N-(2,4-Dinitroanilino)maleimide (DAM) reacts covalently with the thiol group of the xylanase from Chainia leading to complete inactivation in a manner similar to N-ethylmaleimide, but provides a reporter group at the active site of the enzyme. Increasing amounts of xylan offered enhanced protection against inactivation of the xylanase by DAM. Xylan (5 mg) showed complete protection, providing evidence for the presence of cysteine at the substrate-binding site of the enzyme. Kinetics of chemical modification of the xylanase by DAM indicated the involvement of l mol of cysteine residue per mol of enzyme, as reported earlier [Deshpande, Hinge and Rao (1990) Biochim. Biophys. Acta 1041, 172–177]. The second-order rate constant for the reaction of DAM with the enzyme was 3.61×103 M-1·min-1. The purified xylanase was alkylated with DAM and digested with pepsin. The peptides were separated by gel filtration.

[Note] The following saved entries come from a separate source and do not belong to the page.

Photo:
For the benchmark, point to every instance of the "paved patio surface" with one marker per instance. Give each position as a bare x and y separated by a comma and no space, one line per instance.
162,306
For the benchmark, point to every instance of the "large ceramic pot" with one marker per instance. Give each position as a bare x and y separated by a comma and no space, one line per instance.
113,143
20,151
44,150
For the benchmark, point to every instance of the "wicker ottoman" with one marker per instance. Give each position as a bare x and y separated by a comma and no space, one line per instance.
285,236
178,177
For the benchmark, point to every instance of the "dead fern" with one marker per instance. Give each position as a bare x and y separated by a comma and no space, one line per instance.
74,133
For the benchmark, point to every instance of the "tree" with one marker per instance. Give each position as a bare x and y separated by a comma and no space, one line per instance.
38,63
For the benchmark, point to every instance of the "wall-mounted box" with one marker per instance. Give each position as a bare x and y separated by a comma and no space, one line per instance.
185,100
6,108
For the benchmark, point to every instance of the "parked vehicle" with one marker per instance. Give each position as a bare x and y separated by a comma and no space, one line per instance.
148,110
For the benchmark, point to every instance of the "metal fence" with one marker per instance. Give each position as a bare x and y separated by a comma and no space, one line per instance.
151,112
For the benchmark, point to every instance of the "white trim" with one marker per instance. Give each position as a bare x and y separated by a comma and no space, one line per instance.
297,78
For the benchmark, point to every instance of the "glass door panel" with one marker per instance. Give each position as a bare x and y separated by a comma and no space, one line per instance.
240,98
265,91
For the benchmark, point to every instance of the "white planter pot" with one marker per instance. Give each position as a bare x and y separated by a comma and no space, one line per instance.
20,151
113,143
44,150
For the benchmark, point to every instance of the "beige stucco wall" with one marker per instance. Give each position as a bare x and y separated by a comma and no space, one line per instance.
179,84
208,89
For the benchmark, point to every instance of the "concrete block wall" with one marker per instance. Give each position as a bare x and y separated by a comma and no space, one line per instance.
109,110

The specific modified cysteinyl peptide was further purified by reverse-phase HPLC. The active-site peptide was located visually by its predominant yellow colour and characterized by a higher A340 to A210 ratio. The modified active-site peptide has the sequence: Glu-Thr-Phe-Xaa-Asp. The sequence of the peptide was distinctly different from that of cysteinyl peptide derived from a xylanase from a thermotolerant Streptomyces species, but showed the presence of a conserved aspartic acid residue consistent with the catalytic regions of other glucanases.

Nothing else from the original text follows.